Dossier : Topophilie urbaine des lieux et non-lieux de la mémoire

[Extract in French]

«Lorsqu’on lui demande pourquoi il préfère prendre des photos de détails insignifiants dans les hôtels mondains plutôt que de photographier des lieux touristiques, le touriste japonais du Mystery Train de Jarmush explique qu’il se rappellera toujours des choses mémorables, et que c’est l’immémorable qui doit être saisi.»
Diller+Scofidio, Visites aux armées, tourisme de guerre.

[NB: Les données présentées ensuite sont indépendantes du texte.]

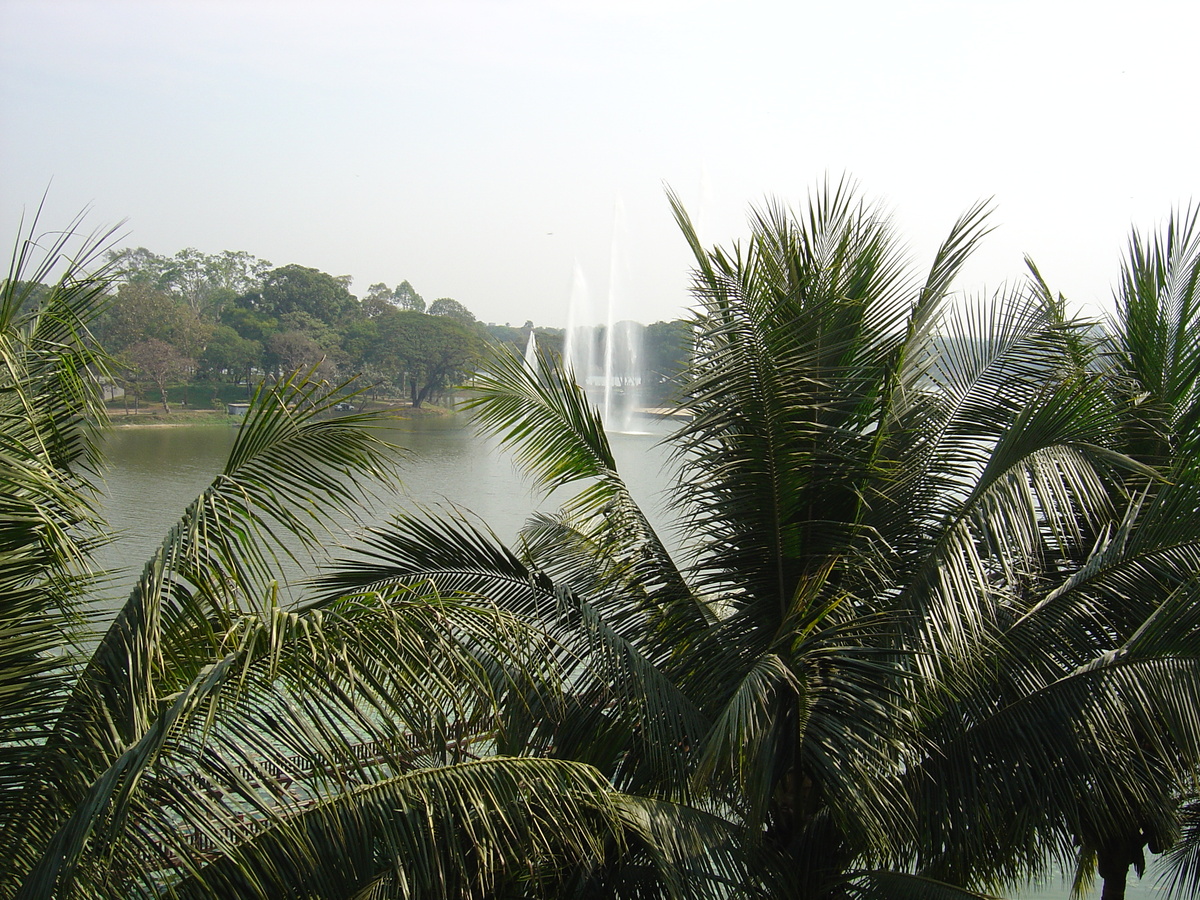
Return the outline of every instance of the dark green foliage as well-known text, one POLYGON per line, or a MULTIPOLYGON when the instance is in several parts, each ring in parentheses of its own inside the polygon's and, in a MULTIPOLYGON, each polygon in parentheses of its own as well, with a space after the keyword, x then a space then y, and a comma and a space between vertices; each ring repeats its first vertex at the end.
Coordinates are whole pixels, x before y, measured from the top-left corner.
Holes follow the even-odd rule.
POLYGON ((377 342, 368 360, 407 382, 414 407, 455 386, 471 371, 483 346, 472 329, 449 316, 394 311, 372 320, 377 342))
POLYGON ((475 322, 475 314, 450 297, 440 297, 429 304, 429 315, 431 316, 446 316, 463 325, 471 325, 475 322))
POLYGON ((213 379, 249 381, 251 370, 262 365, 263 346, 242 337, 228 325, 213 329, 200 356, 199 374, 213 379))
POLYGON ((642 336, 645 358, 643 399, 647 405, 675 399, 692 351, 692 326, 683 319, 653 322, 642 336))
POLYGON ((307 266, 288 265, 263 276, 260 311, 280 318, 307 313, 326 325, 339 325, 361 313, 345 280, 307 266))

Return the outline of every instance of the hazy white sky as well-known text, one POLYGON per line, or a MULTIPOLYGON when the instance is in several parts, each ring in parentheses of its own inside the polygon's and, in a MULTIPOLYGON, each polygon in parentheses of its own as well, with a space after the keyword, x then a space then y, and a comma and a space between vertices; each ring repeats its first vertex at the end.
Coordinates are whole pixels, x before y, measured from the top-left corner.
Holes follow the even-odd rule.
POLYGON ((848 173, 925 265, 993 197, 960 287, 1104 304, 1132 225, 1200 201, 1193 3, 0 0, 0 237, 49 186, 129 245, 407 279, 565 324, 578 264, 645 322, 706 243, 848 173), (623 213, 614 215, 620 207, 623 213), (615 235, 615 237, 614 237, 615 235))

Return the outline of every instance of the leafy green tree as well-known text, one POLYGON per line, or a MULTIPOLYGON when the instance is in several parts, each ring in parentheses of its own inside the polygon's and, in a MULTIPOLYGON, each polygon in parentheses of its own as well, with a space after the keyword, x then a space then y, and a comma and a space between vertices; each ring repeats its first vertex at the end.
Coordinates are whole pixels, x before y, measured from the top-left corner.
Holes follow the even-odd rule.
MULTIPOLYGON (((395 312, 389 307, 389 312, 395 312)), ((370 387, 372 399, 380 395, 397 397, 403 393, 404 373, 398 371, 394 358, 382 352, 379 323, 375 318, 358 319, 342 331, 343 365, 348 372, 361 377, 370 387)))
POLYGON ((673 385, 677 385, 687 368, 688 354, 692 342, 692 327, 683 319, 671 322, 653 322, 646 326, 642 336, 642 352, 645 360, 647 399, 670 397, 673 385))
POLYGON ((180 356, 194 358, 203 351, 211 326, 166 291, 144 281, 129 281, 117 289, 98 331, 114 353, 153 339, 172 345, 180 356))
POLYGON ((195 247, 186 247, 176 252, 164 273, 171 287, 197 313, 204 308, 213 290, 205 271, 205 262, 203 253, 195 247))
POLYGON ((362 310, 363 315, 368 319, 373 319, 394 308, 392 289, 382 281, 367 288, 367 293, 362 298, 362 310))
POLYGON ((487 329, 488 343, 495 346, 507 346, 513 353, 523 353, 529 340, 529 332, 524 328, 514 328, 511 325, 484 326, 487 329))
POLYGON ((396 311, 373 321, 379 335, 373 361, 408 383, 414 408, 464 378, 482 351, 475 333, 447 316, 396 311))
POLYGON ((394 291, 383 282, 373 284, 367 289, 367 294, 363 297, 363 312, 368 317, 393 309, 423 313, 425 299, 407 281, 396 285, 394 291))
POLYGON ((563 334, 564 331, 561 328, 535 328, 534 336, 537 341, 538 350, 553 358, 561 357, 563 353, 563 334))
POLYGON ((475 314, 450 297, 441 297, 429 304, 429 315, 445 316, 463 325, 475 324, 475 314))
POLYGON ((266 340, 267 367, 280 375, 318 366, 322 377, 334 378, 343 358, 338 331, 305 312, 284 313, 266 340))
POLYGON ((282 317, 307 313, 327 325, 338 325, 360 313, 358 299, 346 280, 306 266, 287 265, 263 276, 260 311, 282 317))
POLYGON ((121 281, 144 284, 164 293, 170 290, 170 260, 145 247, 110 250, 108 265, 121 281))
MULTIPOLYGON (((204 257, 204 274, 213 295, 224 293, 237 297, 261 290, 263 278, 270 269, 267 260, 245 250, 222 250, 204 257)), ((209 306, 213 306, 211 301, 209 306)))
POLYGON ((279 320, 262 310, 259 294, 244 294, 221 311, 221 324, 228 325, 242 337, 260 344, 279 330, 279 320))
POLYGON ((110 257, 126 282, 170 294, 209 320, 217 318, 234 297, 260 290, 263 275, 271 268, 269 262, 244 250, 207 254, 188 247, 165 257, 138 247, 113 251, 110 257))
POLYGON ((1036 279, 952 302, 981 207, 923 280, 844 183, 730 250, 676 212, 678 554, 578 386, 509 356, 480 423, 578 492, 517 549, 401 515, 331 589, 432 584, 543 630, 568 697, 512 708, 499 751, 715 813, 773 896, 975 896, 1089 858, 1120 896, 1110 845, 1167 847, 1200 770, 1194 479, 1123 452, 1128 407, 1036 279))
POLYGON ((349 365, 357 371, 368 365, 368 357, 379 341, 379 326, 373 318, 357 319, 342 330, 342 350, 349 365))
POLYGON ((303 332, 327 353, 335 352, 341 343, 341 335, 336 328, 298 310, 284 313, 279 317, 279 330, 303 332))
POLYGON ((251 370, 261 366, 262 361, 262 344, 242 337, 228 325, 213 329, 200 358, 201 366, 212 375, 228 375, 234 381, 244 380, 247 384, 251 381, 251 370))
POLYGON ((425 312, 425 298, 416 292, 411 284, 402 281, 392 292, 392 300, 396 306, 409 312, 425 312))

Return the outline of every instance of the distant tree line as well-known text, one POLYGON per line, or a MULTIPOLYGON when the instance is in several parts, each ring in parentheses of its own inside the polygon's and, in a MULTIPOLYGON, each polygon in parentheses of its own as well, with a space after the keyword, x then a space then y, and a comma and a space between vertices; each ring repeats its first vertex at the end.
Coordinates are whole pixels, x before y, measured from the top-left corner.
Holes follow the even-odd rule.
MULTIPOLYGON (((523 352, 533 332, 541 352, 562 352, 562 329, 484 324, 450 297, 426 303, 408 281, 372 284, 360 299, 348 275, 274 267, 243 250, 161 256, 138 247, 112 251, 109 262, 119 287, 99 337, 124 364, 126 390, 153 391, 168 411, 171 385, 194 387, 193 399, 221 383, 249 393, 298 369, 329 380, 360 374, 373 396, 420 407, 469 380, 488 344, 523 352)), ((657 386, 649 393, 662 401, 686 359, 688 326, 656 322, 644 341, 657 386)))

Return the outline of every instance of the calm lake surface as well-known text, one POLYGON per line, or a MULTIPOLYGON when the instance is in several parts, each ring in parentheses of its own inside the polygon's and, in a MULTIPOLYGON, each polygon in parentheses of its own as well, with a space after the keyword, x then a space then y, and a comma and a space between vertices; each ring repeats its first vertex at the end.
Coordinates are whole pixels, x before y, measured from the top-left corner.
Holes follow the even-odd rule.
MULTIPOLYGON (((661 502, 671 475, 667 452, 659 446, 668 429, 651 427, 658 433, 610 434, 609 440, 630 490, 671 544, 669 519, 661 502)), ((220 471, 236 434, 228 425, 113 430, 107 440, 103 507, 117 539, 98 560, 106 567, 124 569, 106 592, 113 598, 111 603, 124 600, 167 530, 220 471)), ((422 504, 455 503, 480 516, 505 540, 515 536, 532 512, 553 510, 569 496, 535 495, 511 459, 493 441, 475 434, 465 417, 409 420, 388 439, 409 451, 400 469, 404 496, 399 504, 406 502, 405 497, 422 504)), ((385 521, 388 512, 378 510, 375 521, 385 521)), ((1065 900, 1069 894, 1069 884, 1053 884, 1018 896, 1020 900, 1065 900)), ((1154 888, 1151 873, 1143 882, 1130 875, 1129 900, 1165 896, 1154 888)), ((1089 897, 1099 897, 1099 891, 1089 897)))
MULTIPOLYGON (((670 476, 657 432, 610 434, 621 474, 656 525, 665 526, 662 491, 670 476)), ((115 428, 107 439, 104 512, 116 540, 99 562, 126 575, 109 593, 128 592, 142 565, 183 510, 220 471, 237 430, 228 425, 115 428)), ((390 507, 374 511, 384 522, 406 503, 454 503, 470 510, 503 539, 512 539, 531 513, 556 509, 569 494, 536 495, 511 458, 477 435, 465 416, 412 419, 386 434, 407 452, 400 465, 403 489, 390 507)), ((669 540, 668 534, 663 534, 669 540)), ((345 535, 349 542, 351 536, 345 535)), ((123 599, 123 598, 122 598, 123 599)))

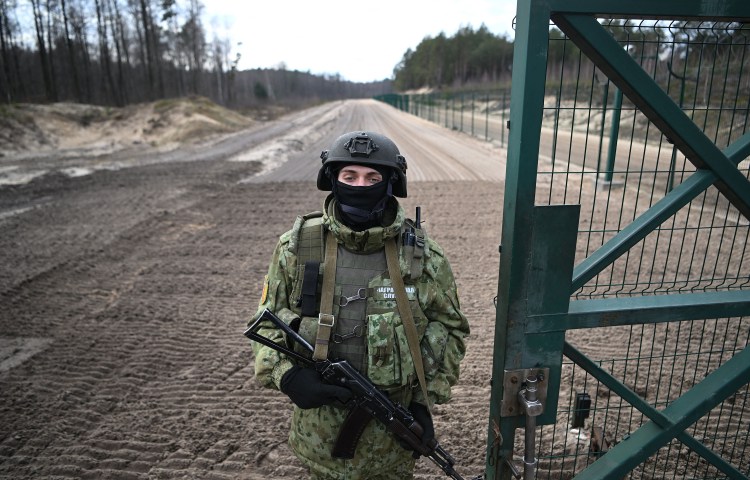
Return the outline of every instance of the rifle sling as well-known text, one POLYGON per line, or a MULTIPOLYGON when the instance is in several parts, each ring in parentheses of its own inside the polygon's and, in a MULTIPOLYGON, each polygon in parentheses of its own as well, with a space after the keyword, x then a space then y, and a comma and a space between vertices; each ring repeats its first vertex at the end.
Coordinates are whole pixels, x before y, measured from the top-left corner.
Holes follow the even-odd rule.
POLYGON ((393 285, 393 291, 396 294, 396 306, 398 307, 399 314, 401 314, 401 323, 404 325, 406 339, 409 342, 414 370, 417 372, 417 378, 419 378, 419 385, 422 387, 422 394, 427 403, 427 409, 432 412, 432 402, 427 395, 427 381, 424 377, 422 351, 419 348, 419 334, 417 333, 417 326, 414 324, 414 317, 411 314, 409 298, 406 296, 406 287, 404 286, 404 279, 401 276, 401 268, 398 262, 398 247, 393 238, 385 242, 385 260, 388 264, 388 276, 391 278, 391 285, 393 285))
POLYGON ((354 458, 359 438, 370 420, 372 420, 372 416, 367 413, 367 410, 360 406, 352 408, 341 425, 341 430, 339 430, 336 442, 331 450, 331 456, 346 460, 354 458))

La mémoire appartient à tous et à personne. À la fois individuelle et collective, elle n’est ni exclusivement du domaine de l’un ni de l’autre. Si la mémoire se construit à partir d’expériences subjectives et phénoménologiques, elle s’articule dans notre rapport aux autres, dans l’usage de symboles et de métaphores, dans l’évocation d’images mises en commun et dans des jeux relationnels de gestes et de narrations qui la fixent, la transforment, comblent ses vides. Dans la parole qui participe à la construction d’une mémoire partagée, le passé se recompose en fonction de nos préoccupations actuelles et la mémoire s’enrichit à chaque narration.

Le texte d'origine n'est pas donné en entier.